I think such a thing is actually quite doable using a metaclass implemented in C. I can't think of a good name for the base class, so let's just call it "Entity" for now. Here's some sample code:

class Employee(Entity):
    def __init__(self, firstname, lastname, boss):
        self.firstname = firstname
        self.lastname = lastname
        self.boss = boss
    def name(self):
        return '%s, %s' % (self.lastname, self.firstname)

Looks perfectly normal, doesn't it? Under the covers, however, the metaclass of Entity creates a representation of a Python class instance without any absolute pointers. When the __init__ method assigns the firstname and lastname attributes, it copies the values into the employee object, rather than create a reference. However, when it assigns the boss attribute, where boss is an Entity, an entity reference is stored rather than a copy. If you try to store an attribute with a value that can't be converted to the special in-memory form, an exception is thrown. When the name method reads the attributes, the attributes are transparently converted back to the standard Python representation (most likely a str or a unicode.)

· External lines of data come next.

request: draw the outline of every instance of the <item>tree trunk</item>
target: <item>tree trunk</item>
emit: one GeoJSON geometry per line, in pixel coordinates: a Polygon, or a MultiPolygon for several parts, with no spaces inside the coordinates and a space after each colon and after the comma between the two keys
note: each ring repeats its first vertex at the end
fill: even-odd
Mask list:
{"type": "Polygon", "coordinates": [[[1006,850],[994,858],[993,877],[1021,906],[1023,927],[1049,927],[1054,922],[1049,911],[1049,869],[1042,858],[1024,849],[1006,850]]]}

Now, here's a more earthy idea. Create this Entity stuff, but instead of overhauling ZODB, use the Entity class for sharing objects between processes like POSH. I believe this could address the stability problems that POSH has. Only Entity objects would be shareable.

Well, if you've read this far, you're pretty dedicated. What do you think? Has something like the Entity base class been created before? Its most important feature is that no (de)serialization is necessary.